Das Geheimnis einer guten Nachbarschaft

Im Idealfall können am Gartenzaun gute Nachbarschaften und sogar Freundschaften entstehen. Manchmal kann es aber auch richtig krachen. Vieles lässt sich regeln, bevor es zu einer Klage kommt. Dafür gibt es ehrenamtlich tätige Schiedsfrauen und Schiedsmänner. Etwa 5.000 Fälle jährlich verhandeln die Schiedsleute in NRW. Mit Erfolg: Der größte Teil kann gelöst werden und landet gar nicht erst vor Gericht.

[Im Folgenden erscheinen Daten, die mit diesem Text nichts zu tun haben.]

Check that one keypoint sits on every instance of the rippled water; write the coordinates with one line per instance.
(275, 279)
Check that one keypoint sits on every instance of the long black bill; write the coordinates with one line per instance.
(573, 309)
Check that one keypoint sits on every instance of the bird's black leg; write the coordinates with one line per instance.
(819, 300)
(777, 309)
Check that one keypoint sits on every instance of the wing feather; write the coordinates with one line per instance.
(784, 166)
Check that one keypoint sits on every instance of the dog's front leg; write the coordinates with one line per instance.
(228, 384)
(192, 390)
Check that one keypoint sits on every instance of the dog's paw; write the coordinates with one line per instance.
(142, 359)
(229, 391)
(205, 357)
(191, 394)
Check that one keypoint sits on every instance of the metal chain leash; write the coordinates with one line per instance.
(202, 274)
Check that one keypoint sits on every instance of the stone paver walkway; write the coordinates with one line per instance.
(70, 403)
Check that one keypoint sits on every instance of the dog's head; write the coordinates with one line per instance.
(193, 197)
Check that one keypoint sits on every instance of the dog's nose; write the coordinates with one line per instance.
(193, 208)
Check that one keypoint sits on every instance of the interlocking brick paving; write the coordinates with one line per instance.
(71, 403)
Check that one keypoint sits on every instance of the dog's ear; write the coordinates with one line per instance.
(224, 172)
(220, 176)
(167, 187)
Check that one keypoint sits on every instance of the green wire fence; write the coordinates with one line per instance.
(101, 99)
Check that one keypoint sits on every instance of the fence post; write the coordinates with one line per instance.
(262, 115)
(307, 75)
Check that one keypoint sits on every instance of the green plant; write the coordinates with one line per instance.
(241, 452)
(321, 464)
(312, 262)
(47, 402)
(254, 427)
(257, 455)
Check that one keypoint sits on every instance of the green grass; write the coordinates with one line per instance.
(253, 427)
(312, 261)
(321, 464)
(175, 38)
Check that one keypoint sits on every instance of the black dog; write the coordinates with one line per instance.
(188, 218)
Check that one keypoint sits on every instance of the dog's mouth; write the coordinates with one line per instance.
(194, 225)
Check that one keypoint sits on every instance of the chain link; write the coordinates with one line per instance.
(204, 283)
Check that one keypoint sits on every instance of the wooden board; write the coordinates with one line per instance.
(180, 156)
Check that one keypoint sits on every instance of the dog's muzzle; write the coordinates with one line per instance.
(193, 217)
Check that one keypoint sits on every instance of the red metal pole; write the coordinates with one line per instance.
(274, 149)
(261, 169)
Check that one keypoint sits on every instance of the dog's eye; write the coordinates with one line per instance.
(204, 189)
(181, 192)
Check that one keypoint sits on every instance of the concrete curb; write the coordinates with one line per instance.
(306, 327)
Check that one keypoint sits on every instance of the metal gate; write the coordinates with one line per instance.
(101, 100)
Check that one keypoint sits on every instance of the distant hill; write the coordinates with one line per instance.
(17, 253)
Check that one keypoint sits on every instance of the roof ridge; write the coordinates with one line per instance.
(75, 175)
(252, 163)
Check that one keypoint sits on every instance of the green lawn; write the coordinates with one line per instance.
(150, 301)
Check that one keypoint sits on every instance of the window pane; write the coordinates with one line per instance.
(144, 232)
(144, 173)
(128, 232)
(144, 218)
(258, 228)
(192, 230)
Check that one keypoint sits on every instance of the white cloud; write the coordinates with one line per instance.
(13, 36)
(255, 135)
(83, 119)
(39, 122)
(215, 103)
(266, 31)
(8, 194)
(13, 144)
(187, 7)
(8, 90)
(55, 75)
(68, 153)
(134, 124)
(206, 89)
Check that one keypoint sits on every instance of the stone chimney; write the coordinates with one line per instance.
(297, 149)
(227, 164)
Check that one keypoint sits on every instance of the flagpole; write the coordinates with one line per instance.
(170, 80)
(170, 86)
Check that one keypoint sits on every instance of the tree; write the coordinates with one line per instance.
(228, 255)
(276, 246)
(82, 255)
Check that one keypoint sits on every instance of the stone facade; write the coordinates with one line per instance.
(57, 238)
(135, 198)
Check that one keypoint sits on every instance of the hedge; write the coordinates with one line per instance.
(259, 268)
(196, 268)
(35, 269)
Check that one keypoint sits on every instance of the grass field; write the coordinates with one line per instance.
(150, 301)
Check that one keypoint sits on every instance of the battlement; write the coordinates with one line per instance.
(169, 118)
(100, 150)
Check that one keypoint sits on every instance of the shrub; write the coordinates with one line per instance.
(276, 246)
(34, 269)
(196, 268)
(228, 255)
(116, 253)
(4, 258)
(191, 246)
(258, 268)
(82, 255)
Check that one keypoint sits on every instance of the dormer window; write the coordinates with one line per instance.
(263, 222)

Kompetent und verschwiegen

Birgit Berls ist seit 2016 als Schiedsfrau für die Gemeinde Eslohe im Einsatz. Die Cobbenroderin ist überzeugt: „Wenn beide Parteien dazu bereit sind, lassen sich fast alle Streitigkeiten so gut klären, dass man auch weiterhin entspannt nebeneinander wohnen bleiben kann.“

Sie sei ein Mensch, der gerne hilft, so Birgit Berls über sich selbst. Man spürt: Ihr Schiedsamt übt sie mit viel Herzblut aus. Als gelernte Rechtsanwaltsgehilfin ist die 58-Jährige sattelfest im Lesen von Gesetzestexten. Kompetenzen im Bereich Mediation hat sie in mehreren einschlägigen Fortbildungen erlangt. Verschwiegenheit ist nicht nur selbstverständlich: „Daraufhin werden alle Schiedsleute vereidigt.“

Der Ablauf eines Schiedsverfahrens

Ein Schiedsverfahren laufe immer nach einem bestimmten Schema ab, erklärt sie: „Zunächst werde ich von einer der beiden Parteien kontaktiert. In Vorgesprächen mit beiden Lagern versuche ich für mich zu ergründen, was die eigentliche Ursache des Streits ist. Oft kommen die Leute erst, wenn schon viel ‚Porzellan zerschlagen wurde‘. Das macht die Sache nicht einfacher. Sind die Vorgespräche gelaufen, setze ich den Termin zur Schiedsverhandlung fest. Jede der beiden Parteien erhält von mir eine Ladung per Postzustellungsurkunde. Die Schiedsverhandlung findet auf neutralem Boden, meist in einem Raum im Rathaus, statt. Hier beratschlagen die beiden Kontrahenten, wie eine Lösung des Problems beigeführt werden kann. Ich bin vor allem dazu da, die Gesprächsregeln (beispielsweise, dass jeder den anderen ausreden lässt) festzulegen und zu überwachen und Dinge auf den Punkt zusammenzufassen. Ich selbst bin absolut neutral. Im Idealfall haben sich beide geeinigt. Alles wird protokolliert, schriftlich fixiert und unterschrieben. Die so entstandene Schlichtung ist für beide Parteien bindend und hat 30 Jahre lang Bestand. Kann keine Einigung erzielt werden, stelle ich eine Erfolglosigkeitsbescheinigung aus, mit der der weitere Gerichtsweg beschritten werden kann.“

Nähe und Distanz

Jedes Jahr verhandelt Birgit Berls so für das Gemeindegebiet Eslohe etwa drei bis fünf Fälle. Vom ersten Kontakt bis zur Urteilsfindung vergehen in der Regel vier bis sechs Wochen. Die Klassiker der Streitigkeiten sind Hecken, überhängende Zweige oder Laubabwurf, aber auch üble Nachrede, Beleidigungen bis hin zur leichten Körperverletzung. „Natürlich beschäftigen mich die Fälle auch persönlich“, gibt sie zu. Manches geht ihr sehr nah, wie zum Beispiel der Fall eines Familienstreits, bei dem keine Einigung gelang. „Mit der Zeit baut man aber eine gesunde Distanz auf.“ Einmal habe man sie angerufen, um Eheprobleme zu schlichten. In solchen Fällen muss sie passen. „Hierfür bin ich nicht ausgebildet. In diesem Fall habe ich das Paar an eine Eheberatung verwiesen“, erinnert sie sich.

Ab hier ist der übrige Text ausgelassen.